Known informally as the "Sammy B," the stalwart destroyer was identified just Wednesday, at a depth of 22,916 feet or 6,985 meters, broken into two pieces. The discovery of the Sammy B knocked the previous record holder for the deepest discovered shipwreck, the USS Johnson. This vessel was also discovered off the Phillippine coast just last year.
Both vessels were discovered by the American explorer Victor Vescovo, founder of Dallas-based Caladan Oceanic Expeditions. He found the Sammy B in a joint effort with the U.K.-based EYOS Expeditions.
A History of Naval Discoveries
Victor Vesco isn't a stranger to finding long-lost ships in the deep, but this discovery may have had special significance. "It was an extraordinary honor to locate this incredibly famous ship and by doing so have the chance to retell her story of heroism and duty to those who may not know of the ship and her crew's sacrifice," Vescovo noted. As a former Navy commander, locating the final resting place of his comrades-in-arms may be especially poignant.
The Heroic History of the Sammy B
The USS Samuel B. Roberts was involved in the Battle of Samar, the closing battle in the final phase of the Battle of Leyte Gulf, which happened in October of 1944. The Japanese Imperial Navy suffered its greatest loss of ships in this battle, and their efforts failed to remove the Allied forces, predominately U.S. sailors and marines, from Leyte. Leyte had earlier been liberated by U.S. and Allied forces as part of the overall campaign to liberate the Phillippines.
Some records note that the destroyer managed to disable a Japanese heavy cruising ship with a torpedo and then significantly damage a second vessel before it sank. The Sammy B was hit after she spent all her ammunition in the battle and was sunk by the Japanese battleship Yamato. Out of her 224-man crew, 120 were saved from the wreckage, but tragically, 89 sailors lost their lives, including the captain of the Uss Samuel B. Roberts, Lt. Cmdr. Robert W. Copeland.
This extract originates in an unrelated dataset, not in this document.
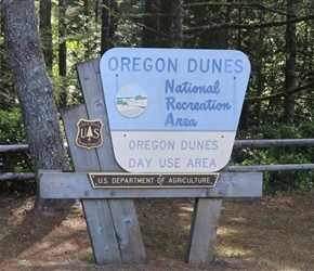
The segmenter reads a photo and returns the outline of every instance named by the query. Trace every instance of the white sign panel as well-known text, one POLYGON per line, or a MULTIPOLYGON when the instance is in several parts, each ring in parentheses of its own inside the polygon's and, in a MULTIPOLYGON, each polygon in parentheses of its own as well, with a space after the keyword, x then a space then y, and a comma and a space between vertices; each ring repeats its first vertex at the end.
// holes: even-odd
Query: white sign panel
POLYGON ((250 75, 244 53, 115 48, 101 75, 125 170, 214 172, 228 163, 250 75))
Honoring Our Fallen Sailors
Copeland famously stated that there was "no higher honor" than to have led the men of the Sammy B, who displayed incredible courage in the face of fire and determination when going into battle against the overwhelming odds of the Japanese navy, in which survival was unlikely.
In a statement honoring the fallen sailors of the USS Samuel B. Roberts, Cox proclaimed, "This site is a hallowed war grave and serves to remind all Americans of the great cost born by previous generations for the freedom we take for granted today."
The historical records of the Sammy B's last hours were not very accurate. The wreckage was discovered using the deepest side-scan sonar ever installed, which was operated using a submersible going way beyond the standard commercial limitations of diving and ocean exploration of 19,685 feet (6,000 meters), EYOS noted.